The unit vector perpendicular to both vectors \( \hat{i} + \hat{k} \) and \( \hat{i} - \hat{k} \) is:

• A. \( 2 \hat{j} \)
• B. \( \hat{j} \)
• C. \( \frac{\hat{i} - \hat{k}}{\sqrt{2}} \)
• D. \( \frac{\hat{i} + \hat{k}}{\sqrt{2}} \)

Hint:

The cross product of two vectors results in a perpendicular vector.

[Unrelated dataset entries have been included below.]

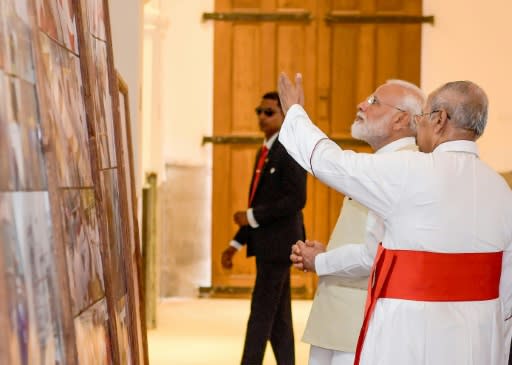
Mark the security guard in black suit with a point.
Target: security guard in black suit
(271, 225)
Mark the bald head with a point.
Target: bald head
(465, 103)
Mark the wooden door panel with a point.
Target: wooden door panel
(342, 63)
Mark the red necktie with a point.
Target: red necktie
(257, 172)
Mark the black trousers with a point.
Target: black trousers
(271, 316)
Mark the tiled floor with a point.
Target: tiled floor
(211, 331)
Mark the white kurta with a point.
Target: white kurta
(445, 201)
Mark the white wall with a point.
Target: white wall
(470, 40)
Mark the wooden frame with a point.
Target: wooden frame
(69, 184)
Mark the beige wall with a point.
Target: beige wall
(187, 72)
(471, 41)
(126, 24)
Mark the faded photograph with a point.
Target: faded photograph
(110, 192)
(123, 329)
(18, 58)
(65, 111)
(67, 18)
(96, 18)
(22, 158)
(35, 331)
(83, 255)
(48, 18)
(103, 106)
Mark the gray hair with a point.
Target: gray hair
(412, 101)
(465, 102)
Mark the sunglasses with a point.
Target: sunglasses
(267, 111)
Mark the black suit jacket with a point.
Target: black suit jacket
(277, 207)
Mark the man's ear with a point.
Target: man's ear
(441, 122)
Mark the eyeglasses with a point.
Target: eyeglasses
(418, 116)
(267, 111)
(372, 100)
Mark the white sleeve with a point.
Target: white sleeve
(506, 284)
(353, 260)
(376, 181)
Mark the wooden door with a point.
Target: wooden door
(344, 49)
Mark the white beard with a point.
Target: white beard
(368, 131)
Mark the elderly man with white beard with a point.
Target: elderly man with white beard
(440, 287)
(385, 121)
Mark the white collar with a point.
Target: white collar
(458, 146)
(396, 145)
(269, 142)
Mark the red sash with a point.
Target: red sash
(430, 277)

To find the unit vector, divide the cross product by its magnitude.

Answer 1

The Correct Option is B

Step 1: Cross product of two vectors.
The cross product of vectors \( \vec{A} = \hat{i} + \hat{k} \) and \( \vec{B} = \hat{i} - \hat{k} \) produces a vector perpendicular to both: \[ \vec{A} \times \vec{B} = \begin{vmatrix} \hat{i} & \hat{j} & \hat{k}
1 & 0 & 1
1 & 0 & -1 \end{vmatrix}. \] To calculate this, expand the determinant: \[ \vec{A} \times \vec{B} = \hat{i} \begin{vmatrix} 0 & 1
0 & -1 \end{vmatrix} - \hat{j} \begin{vmatrix} 1 & 1
1 & -1 \end{vmatrix} + \hat{k} \begin{vmatrix} 1 & 0
1 & 0 \end{vmatrix}. \] Step 2: Simplify the minors.
- First minor: \[ \begin{vmatrix} 0 & 1
0 & -1 \end{vmatrix} = 0. \] - Second minor: \[ \begin{vmatrix} 1 & 1
1 & -1 \end{vmatrix} = (1)(-1) - (1)(1) = -1 - 1 = -2. \] - Third minor: \[ \begin{vmatrix} 1 & 0
1 & 0 \end{vmatrix} = (1)(0) - (1)(0) = 0. \] Thus, we have: \[ \vec{A} \times \vec{B} = -(-2)\hat{j} = 2\hat{j}. \] Step 3: Normalize the resulting vector.
The magnitude of \( \vec{A} \times \vec{B} \) is \( 2 \). Therefore, the unit vector in the direction of \( \vec{A} \times \vec{B} \) is: \[ \frac{\vec{A} \times \vec{B}}{|\vec{A} \times \vec{B}|} = \frac{2\hat{j}}{2} = \hat{j}. \] Step 4: Final Answer.
The unit vector perpendicular to both \( \vec{A} \) and \( \vec{B} \) is: \[ \boxed{\hat{j}}. \]